Plaintiff Whitney Information Network sued the owners of the infamous Ripoffreport.com and other sites over some negative postings about Whitney appearing online. In July 2005, the U.S. District Court for the Middle District of Florida dismissed Whitney’s complaint, holding that the defendants were immune from defamation liability under provisions of the Communications Decency Act found at 47 U.S.C. §230. [Read more about that decision.]
Apparently recognizing the challenges presented by Section 230, which provides that “[n]o provider or user of an interactive computer service shall be treated as the publisher or speaker of any information provided by another information content provider,” Whitney filed an amended complaint. This time it alleged that the defendants played an active role in generating the complained-of content by revising benign third party postings to add words like “ripoff,” “dishonest,” and “scam.”
The defendants moved to dismiss, arguing a lack of personal jurisdiction for Whitney’s failure to satisfy the requirements of Florida’s long arm statute (Fla. Stat. §48.193). That statute provides, among other things, that a Florida court can exercise personal jurisdiction over an out of state defendant if that defendant commits a tortious act within the state. This can be done, for example, through electronic communications into the state. Wendt v. Horowitz, 822 So.2d 1252 (Fla. 2002).
The defendants did not dispute that the amended complaint successfully alleged active participation on their part in generating the alleged defamatory content. But in connection with their motion to dismiss, they submitted a couple of affidavits, including one from a technological consultant named Smith, which they claimed controverted the plaintiff’s allegations supporting jurisdiction.
These affidavits tended to support the defendants’ argument that they were not responsible for modifying any postings made to their sites. If they were merely the provider of the interactive computer service, and not the actual content provider, so they argued, Section 230 immunized them from tort liability. Without tort liability, there could not be any tortious conduct directed to the state. No tortious conduct directed to the state, no personal jurisdiction under the long arm statute.
The district court bought this clever argument, holding that the affidavits put the burden back on the plaintiff to come forward with more evidence supporting the exercise of personal jurisdiction. In the district court’s mind, the plaintiffs failed to meet that burden, so it dismissed the case.
But the Eleventh Circuit disagreed. It reversed and remanded the lower court’s dismissal, holding that the defendants’ affidavits, with which they tried to make themselves something other than content providers, were insufficient to shift the burden in the first place.
For example, although Smith (the technological consultant) stated that none of the postings’ IP addresses were associated with the defendants’ computers, he conceded that he was unable to obtain IP addresses for three of the complained-of postings.
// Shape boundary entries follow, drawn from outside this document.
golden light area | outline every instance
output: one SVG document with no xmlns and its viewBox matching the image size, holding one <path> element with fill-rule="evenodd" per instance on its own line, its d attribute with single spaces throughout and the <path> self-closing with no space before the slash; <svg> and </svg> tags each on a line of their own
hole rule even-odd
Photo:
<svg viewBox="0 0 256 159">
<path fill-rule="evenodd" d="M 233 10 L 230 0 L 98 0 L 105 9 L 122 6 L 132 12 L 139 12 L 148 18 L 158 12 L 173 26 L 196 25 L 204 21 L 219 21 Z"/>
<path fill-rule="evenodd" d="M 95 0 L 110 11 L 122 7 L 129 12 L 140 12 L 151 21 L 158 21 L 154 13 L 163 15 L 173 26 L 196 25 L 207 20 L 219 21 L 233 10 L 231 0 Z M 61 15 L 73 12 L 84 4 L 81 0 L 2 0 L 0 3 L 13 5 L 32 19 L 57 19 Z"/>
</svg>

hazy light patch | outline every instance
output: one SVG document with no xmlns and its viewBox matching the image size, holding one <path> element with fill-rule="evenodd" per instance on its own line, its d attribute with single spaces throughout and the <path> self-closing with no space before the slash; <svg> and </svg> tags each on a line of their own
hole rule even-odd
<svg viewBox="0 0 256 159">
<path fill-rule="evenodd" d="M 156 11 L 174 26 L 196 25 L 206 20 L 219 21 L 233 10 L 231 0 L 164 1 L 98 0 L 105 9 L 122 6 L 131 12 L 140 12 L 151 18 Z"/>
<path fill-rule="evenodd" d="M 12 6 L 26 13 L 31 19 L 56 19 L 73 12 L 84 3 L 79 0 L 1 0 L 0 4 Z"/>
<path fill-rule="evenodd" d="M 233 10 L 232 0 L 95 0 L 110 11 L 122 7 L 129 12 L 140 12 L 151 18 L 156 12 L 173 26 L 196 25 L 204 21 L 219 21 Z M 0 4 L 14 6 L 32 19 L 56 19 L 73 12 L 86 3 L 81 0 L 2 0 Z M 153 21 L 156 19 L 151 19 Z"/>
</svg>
The defendants were trying to show that they were not responsible for tampering with any of the content. But the court saw through that argument, observing also that it was unclear whether the defendants’ own IP addresses would have shown up had they merely modified any of the postings, rather than create them.
For these reasons, the appellate court held that the defendants had not successfully rebutted the plaintiff’s allegations supporting the exercise of jurisdiction pursuant to the Florida long arm statute. It remanded for further proceedings on the question of whether the exercise of personal jurisdiction would comport with constitutional due process.
Whitney Information Network, Inc. v. Xcentric Ventures, LLC (Slip Op.) 2006 WL 2243041 (August 1, 2006).